Un dôme technologique pour découvrir les métiers scientifiques

Afin de mieux faire connaître aux jeunes les métiers scientifiques et technologiques en pénurie, la province de Liège a développé la Technosphère. Un dôme où 12 élèves – garçons et filles – utilisent la réalité virtuelle pour construire un parc éolien.

«Nous avons conçu la Technosphère comme une expérience interactive et collaborative destinée à promouvoir, auprès des élèves du 3e degré du secondaire, les filières de l’enseignement supérieur scientifique et technologique», définit d’emblée Valérie Baesch, inspectrice coordinatrice du projet au sein de la Direction générale de l’enseignement et de la formation de la province de Liège. «Des filières qui préparent à des métiers en pénurie mais à haute valeur ajoutée pour notre région.»

Cette expérience «smart» se présente sous la forme d’un dôme de 7,5 mètres de diamètre et de 4,5 mètres de hauteur, doté de 4 casques de réalité virtuelle et de 12 tablettes tactiles. Concrètement, 12 élèves y prennent place en formant 4 équipes; chaque séance dure 1 heure et demie, est encadrée par 2 animateurs et se voit prolongée et approfondie par les enseignants dans leurs cours respectifs. Durant l’année académique 2018-2019, plus de 2.000 élèves auront pris part à cette aventure d’un nouveau genre.

Les jeunes participants doivent relever ensemble un défi environnemental sous la forme d’un «serious game». «La première thématique de la Technosphère vise à leur faire construire – virtuellement, bien sûr – un parc éolien. Nous avons eu des retours très positifs, tant de la part des enseignants que des élèves. Ceux-ci découvrent la grande diversité des métiers et ont envie de pousser les portes des établissements d’enseignement supérieur, ne serait-ce que pour se renseigner davantage.»

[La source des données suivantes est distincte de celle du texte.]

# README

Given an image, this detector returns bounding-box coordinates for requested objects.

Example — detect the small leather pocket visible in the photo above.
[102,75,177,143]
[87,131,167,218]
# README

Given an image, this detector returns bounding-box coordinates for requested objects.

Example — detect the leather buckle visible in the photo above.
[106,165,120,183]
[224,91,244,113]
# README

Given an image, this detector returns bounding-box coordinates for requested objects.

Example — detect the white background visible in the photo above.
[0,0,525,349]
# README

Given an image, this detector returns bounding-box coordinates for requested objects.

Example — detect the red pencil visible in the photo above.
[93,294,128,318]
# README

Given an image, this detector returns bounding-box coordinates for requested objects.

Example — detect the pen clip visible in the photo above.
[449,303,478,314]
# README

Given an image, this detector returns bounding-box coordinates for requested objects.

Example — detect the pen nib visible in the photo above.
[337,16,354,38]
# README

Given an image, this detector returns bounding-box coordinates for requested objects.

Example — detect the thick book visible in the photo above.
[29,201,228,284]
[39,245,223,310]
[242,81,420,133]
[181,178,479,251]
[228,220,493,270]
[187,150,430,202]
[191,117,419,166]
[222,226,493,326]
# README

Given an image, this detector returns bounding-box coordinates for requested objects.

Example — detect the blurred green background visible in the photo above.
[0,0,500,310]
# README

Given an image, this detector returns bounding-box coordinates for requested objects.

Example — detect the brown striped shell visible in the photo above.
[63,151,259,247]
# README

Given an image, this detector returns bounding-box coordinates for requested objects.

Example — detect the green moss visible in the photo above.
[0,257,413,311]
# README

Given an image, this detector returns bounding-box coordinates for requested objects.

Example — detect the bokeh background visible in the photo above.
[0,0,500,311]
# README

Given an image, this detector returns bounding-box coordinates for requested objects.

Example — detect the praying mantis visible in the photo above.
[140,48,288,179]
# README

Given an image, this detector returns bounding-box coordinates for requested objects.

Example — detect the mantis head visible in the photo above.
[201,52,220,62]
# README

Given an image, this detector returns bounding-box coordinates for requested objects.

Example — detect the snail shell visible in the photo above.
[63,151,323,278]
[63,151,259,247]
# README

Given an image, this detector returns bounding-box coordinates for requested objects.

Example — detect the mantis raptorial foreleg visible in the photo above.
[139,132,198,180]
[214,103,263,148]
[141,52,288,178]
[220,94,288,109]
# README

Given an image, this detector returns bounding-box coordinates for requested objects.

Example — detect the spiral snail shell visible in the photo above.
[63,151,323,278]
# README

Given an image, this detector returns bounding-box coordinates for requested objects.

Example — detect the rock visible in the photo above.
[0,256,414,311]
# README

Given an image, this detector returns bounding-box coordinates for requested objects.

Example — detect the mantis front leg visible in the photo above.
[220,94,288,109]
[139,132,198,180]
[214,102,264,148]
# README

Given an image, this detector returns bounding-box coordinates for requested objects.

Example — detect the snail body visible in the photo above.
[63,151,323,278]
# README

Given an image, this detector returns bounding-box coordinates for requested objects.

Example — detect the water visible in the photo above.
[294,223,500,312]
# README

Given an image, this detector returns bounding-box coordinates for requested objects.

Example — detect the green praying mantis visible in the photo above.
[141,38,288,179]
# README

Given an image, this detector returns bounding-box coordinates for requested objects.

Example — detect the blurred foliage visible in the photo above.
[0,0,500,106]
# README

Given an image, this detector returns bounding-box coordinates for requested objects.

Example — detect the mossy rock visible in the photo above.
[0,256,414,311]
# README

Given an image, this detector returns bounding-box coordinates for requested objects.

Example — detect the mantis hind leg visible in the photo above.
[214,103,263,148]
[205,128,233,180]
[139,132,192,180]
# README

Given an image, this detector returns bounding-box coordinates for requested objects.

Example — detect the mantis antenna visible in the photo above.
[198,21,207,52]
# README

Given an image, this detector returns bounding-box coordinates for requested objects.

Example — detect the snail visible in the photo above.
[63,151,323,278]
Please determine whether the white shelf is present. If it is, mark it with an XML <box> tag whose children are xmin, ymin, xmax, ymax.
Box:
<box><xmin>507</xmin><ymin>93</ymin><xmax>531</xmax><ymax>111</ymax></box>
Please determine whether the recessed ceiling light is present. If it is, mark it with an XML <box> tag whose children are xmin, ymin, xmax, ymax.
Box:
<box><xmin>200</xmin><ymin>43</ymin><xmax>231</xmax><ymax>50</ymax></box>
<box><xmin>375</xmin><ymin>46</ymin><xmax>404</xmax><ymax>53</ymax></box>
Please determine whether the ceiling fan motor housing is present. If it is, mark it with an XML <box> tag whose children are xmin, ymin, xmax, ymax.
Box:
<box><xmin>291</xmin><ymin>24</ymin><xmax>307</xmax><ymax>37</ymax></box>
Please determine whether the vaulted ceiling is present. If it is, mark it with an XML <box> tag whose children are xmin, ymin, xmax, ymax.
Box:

Les enseignants, quant à eux, sont invités à travailler autour de la thématique retenue: cette année, l’énergie éolienne; l’an prochain, la gestion durable de l’eau. «Nous prenons appui sur les référentiels de compétences de fin de secondaire», précise Valérie Baesch. «Nous développons un dossier pédagogique et des parcours de formation possibles dans notre région, en lien avec les métiers présentés. Tous ces outils sont mis en ligne et disponibles gratuitement. L’activité au sein du dôme est elle aussi gratuite.»

Les filles participant à cette activité sont ainsi sensibilisées à des métiers auxquels elles n’auraient peut-être pas pensé
Valérie Baesch, inspectrice coordinatrice à la Province de Liège

La Technosphère est l’occasion de court-circuiter un cliché voulant que les métiers scientifiques soient réservés aux hommes. «Il y a un élément de réalité dans cette image: les filières scientifiques constituent des champs de recrutement essentiellement masculins», rappelle l’inspectrice coordinatrice. «Nous avons œuvré sur cette question du genre de plusieurs façons. En prêtant attention à proposer des avatars autant féminins que masculins, en faisant intervenir des experts des deux sexes… Les filles participant à cette activité sont ainsi sensibilisées à des métiers à propos desquels elles n’auraient sans doute pas cherché de l’information.»

Soutenu par le Fonds social européen et porté par la province de Liège (qui jusqu’à présent ont ensemble assuré le financement, à hauteur de 900.000 euros), le projet Technosphère repose sur de nombreux partenariats: monde académique, entreprises actives dans les secteurs explorés, qui ont tous contribué au développement technologique et pédagogique de la plateforme.